Quando ouvia a galerë falando a sentença acima pensava comigo mesmo que esta seria uma visão quadrada sobre quem trabalha á noite, atrelado à boemia, autônomo com trabalhos esporádicos. Mas, eu percebi ao entrar nesse mundo que pode muito bem ser uma visão literal de quem acha que é só por um violão no colo e esperar aplausos depois de meia dúzia de música dos outros.
Espero que este post se torne referência no Google, como o post sobre Propagandista Farmacêutico do meu amigo Renato Muller. e que tenha a repercursão que ele teve. Se a categoria se sente ofendida é porque existem verdades aqui. Nada dói mais que a verdade.

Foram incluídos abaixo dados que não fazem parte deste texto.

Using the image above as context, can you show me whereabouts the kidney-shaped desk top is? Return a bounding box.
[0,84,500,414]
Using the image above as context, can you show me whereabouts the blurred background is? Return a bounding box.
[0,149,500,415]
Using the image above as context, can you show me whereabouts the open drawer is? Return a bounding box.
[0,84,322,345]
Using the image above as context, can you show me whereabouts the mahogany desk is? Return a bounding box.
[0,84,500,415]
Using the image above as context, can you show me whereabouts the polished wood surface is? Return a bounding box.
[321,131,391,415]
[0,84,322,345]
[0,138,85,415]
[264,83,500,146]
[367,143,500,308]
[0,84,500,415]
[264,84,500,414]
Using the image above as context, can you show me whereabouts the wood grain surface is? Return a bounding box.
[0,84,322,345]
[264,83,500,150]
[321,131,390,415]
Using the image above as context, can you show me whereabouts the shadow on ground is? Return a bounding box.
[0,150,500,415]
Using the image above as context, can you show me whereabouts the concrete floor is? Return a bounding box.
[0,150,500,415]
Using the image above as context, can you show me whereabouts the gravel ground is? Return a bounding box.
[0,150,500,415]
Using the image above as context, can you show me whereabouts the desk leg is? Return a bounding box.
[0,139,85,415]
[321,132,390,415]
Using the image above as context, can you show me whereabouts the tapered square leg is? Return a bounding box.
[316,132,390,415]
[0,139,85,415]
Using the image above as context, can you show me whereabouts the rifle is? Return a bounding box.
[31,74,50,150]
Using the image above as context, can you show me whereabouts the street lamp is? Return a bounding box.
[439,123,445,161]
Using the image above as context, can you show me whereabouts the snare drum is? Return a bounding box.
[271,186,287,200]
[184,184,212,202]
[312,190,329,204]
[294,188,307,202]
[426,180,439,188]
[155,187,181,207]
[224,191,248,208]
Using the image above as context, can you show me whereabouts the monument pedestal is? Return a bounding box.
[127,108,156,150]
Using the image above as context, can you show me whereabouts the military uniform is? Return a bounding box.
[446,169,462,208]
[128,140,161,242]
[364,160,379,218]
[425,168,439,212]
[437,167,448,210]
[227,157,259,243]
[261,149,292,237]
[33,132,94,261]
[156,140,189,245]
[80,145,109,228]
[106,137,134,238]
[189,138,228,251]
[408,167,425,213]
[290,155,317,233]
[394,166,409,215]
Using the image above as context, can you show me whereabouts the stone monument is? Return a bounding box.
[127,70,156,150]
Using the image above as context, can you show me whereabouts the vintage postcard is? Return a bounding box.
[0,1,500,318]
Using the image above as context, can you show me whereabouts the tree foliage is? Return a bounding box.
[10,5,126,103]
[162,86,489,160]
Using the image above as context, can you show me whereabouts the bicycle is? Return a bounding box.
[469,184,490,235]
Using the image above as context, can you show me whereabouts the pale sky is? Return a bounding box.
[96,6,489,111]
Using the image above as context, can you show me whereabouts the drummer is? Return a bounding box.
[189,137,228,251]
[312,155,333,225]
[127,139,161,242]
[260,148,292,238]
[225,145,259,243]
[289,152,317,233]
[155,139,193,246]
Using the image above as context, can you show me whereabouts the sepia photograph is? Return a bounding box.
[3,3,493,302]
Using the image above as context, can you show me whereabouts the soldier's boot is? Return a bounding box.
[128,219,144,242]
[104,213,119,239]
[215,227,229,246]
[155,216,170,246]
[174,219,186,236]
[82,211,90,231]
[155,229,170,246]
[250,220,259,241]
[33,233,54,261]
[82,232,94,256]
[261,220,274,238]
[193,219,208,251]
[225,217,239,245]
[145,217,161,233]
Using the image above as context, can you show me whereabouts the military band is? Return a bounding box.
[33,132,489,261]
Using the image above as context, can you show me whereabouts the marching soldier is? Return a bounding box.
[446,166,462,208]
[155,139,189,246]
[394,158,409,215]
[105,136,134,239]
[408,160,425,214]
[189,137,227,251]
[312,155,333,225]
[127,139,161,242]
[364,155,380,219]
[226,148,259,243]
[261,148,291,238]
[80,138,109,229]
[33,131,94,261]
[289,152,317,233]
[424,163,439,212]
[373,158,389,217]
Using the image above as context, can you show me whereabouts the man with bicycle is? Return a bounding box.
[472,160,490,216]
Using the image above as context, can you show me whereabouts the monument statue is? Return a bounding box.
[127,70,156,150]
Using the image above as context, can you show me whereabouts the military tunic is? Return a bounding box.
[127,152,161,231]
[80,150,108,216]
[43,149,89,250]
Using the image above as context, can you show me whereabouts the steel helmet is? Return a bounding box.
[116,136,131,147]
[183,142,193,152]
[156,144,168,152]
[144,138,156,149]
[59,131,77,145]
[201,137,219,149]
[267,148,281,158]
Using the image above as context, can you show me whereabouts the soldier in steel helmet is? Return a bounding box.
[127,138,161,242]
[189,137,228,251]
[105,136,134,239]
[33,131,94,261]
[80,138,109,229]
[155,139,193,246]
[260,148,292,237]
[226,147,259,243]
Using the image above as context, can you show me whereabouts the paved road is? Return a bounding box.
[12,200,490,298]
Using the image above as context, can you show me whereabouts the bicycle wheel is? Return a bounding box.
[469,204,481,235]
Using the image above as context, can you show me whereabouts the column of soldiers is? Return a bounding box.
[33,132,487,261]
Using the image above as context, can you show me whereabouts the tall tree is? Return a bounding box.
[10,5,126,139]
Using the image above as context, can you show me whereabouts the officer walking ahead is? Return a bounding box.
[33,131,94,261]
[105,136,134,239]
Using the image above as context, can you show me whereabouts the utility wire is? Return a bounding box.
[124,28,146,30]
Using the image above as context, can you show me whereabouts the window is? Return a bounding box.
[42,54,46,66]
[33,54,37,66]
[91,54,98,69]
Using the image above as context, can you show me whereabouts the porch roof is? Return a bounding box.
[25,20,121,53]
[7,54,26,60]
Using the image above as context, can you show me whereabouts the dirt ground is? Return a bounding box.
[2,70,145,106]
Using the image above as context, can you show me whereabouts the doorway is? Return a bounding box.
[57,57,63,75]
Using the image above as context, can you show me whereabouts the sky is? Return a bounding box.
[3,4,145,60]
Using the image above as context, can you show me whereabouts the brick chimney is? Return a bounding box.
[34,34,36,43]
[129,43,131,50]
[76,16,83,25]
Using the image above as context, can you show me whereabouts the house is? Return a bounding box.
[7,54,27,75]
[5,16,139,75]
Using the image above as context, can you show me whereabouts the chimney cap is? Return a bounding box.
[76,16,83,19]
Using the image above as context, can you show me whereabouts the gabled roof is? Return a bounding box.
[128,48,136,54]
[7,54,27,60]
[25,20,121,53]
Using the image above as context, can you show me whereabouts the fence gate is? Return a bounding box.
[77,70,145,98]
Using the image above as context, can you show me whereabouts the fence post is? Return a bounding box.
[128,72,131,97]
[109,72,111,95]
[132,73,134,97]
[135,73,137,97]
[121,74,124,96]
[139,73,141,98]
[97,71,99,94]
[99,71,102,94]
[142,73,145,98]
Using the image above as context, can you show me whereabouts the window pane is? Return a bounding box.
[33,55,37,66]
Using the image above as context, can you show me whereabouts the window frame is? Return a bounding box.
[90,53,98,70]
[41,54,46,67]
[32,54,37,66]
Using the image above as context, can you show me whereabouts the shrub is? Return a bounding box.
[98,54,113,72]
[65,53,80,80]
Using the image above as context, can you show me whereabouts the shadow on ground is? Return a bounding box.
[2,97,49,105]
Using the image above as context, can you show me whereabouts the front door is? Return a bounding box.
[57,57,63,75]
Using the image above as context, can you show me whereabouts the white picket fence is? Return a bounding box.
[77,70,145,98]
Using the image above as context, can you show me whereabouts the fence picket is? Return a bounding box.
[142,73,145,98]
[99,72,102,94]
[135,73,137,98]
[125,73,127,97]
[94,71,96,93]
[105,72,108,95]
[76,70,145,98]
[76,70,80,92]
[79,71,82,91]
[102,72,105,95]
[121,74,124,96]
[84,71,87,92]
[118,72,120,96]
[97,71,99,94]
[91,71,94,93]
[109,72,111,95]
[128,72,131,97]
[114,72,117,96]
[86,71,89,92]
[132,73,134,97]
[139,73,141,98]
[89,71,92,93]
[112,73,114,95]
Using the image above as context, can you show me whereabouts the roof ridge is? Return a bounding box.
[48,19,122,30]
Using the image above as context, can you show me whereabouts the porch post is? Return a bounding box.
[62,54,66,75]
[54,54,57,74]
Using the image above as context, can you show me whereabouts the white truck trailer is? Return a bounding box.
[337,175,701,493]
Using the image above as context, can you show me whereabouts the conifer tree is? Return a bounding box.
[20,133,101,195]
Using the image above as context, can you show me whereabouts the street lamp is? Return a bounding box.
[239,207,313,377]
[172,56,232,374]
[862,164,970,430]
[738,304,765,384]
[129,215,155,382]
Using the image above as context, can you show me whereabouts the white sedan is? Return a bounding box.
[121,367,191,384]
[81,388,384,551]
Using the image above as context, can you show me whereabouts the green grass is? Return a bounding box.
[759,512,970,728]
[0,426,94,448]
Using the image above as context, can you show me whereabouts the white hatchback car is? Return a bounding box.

Se eu pensar quem são os músicos que trabalham, encontramos:
*DONOS DE ESTÚDIO: aqueles que preferem a casa vazia à ter que dar um chorinho de 5 minutos para as bandinhas que vão dividir os 20 reais/hora em 5 pessoas. E o pior é q o vagabundo dono do estúdio NÃO quer dar troco para todo mundo.
*VENDEDORES DE INSTRUMENTOS: Acho que é o pior de todos. os caras ao invés de vender o instrumento que o cliente quer, atrelam a qualidade do atendimento e do instrumento à abilidade de quem compra. Se vc é prego, ganha um Tonante, se é virtuose, leva as coisas caras. Vagabundo que nem tenta vender coisa cara para não ter uma comissão maneira. Isso quando eles não pegam um instrumento e ficam lá tocando e simplesmente esquecem de vc.

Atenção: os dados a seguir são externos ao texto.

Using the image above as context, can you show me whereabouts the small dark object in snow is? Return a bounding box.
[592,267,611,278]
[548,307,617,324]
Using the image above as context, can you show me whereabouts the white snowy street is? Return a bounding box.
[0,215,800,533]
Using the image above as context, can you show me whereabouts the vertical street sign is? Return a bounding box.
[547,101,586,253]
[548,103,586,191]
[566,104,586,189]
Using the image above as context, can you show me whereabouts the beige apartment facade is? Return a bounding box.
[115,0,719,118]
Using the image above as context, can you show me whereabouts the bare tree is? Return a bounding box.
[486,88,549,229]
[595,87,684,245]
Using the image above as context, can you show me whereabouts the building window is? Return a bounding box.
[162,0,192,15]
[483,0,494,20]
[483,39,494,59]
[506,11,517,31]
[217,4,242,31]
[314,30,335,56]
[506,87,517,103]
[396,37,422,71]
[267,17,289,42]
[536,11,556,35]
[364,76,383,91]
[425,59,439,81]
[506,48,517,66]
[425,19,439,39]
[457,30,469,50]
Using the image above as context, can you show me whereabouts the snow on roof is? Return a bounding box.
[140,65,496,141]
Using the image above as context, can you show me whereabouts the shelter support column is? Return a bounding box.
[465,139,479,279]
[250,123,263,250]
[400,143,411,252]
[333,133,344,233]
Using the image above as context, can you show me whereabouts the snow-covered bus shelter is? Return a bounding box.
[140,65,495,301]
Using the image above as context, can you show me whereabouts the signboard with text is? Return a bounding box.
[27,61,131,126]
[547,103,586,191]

*PROFESSORES DE MÚSICA: esses variam um pouco, pois existem uns que trampam de verdade. Mas tem aqueles do gênero "cobro caro e finjo que tenho alunos pacas" e não marca aulas, ou as desmarca falando que está ocupado. Tem aqueles autônomos, que se a aula for na sua casa, tem 50$ a mais no preço ou seja, o cara gasta quase um tanque de gasolina para ir para qualquer lugar. Há também os professores de conservatórios, que terminam a aula de hora e meia quase 30 minutos antes, para começçar a vadiaj mais cedo.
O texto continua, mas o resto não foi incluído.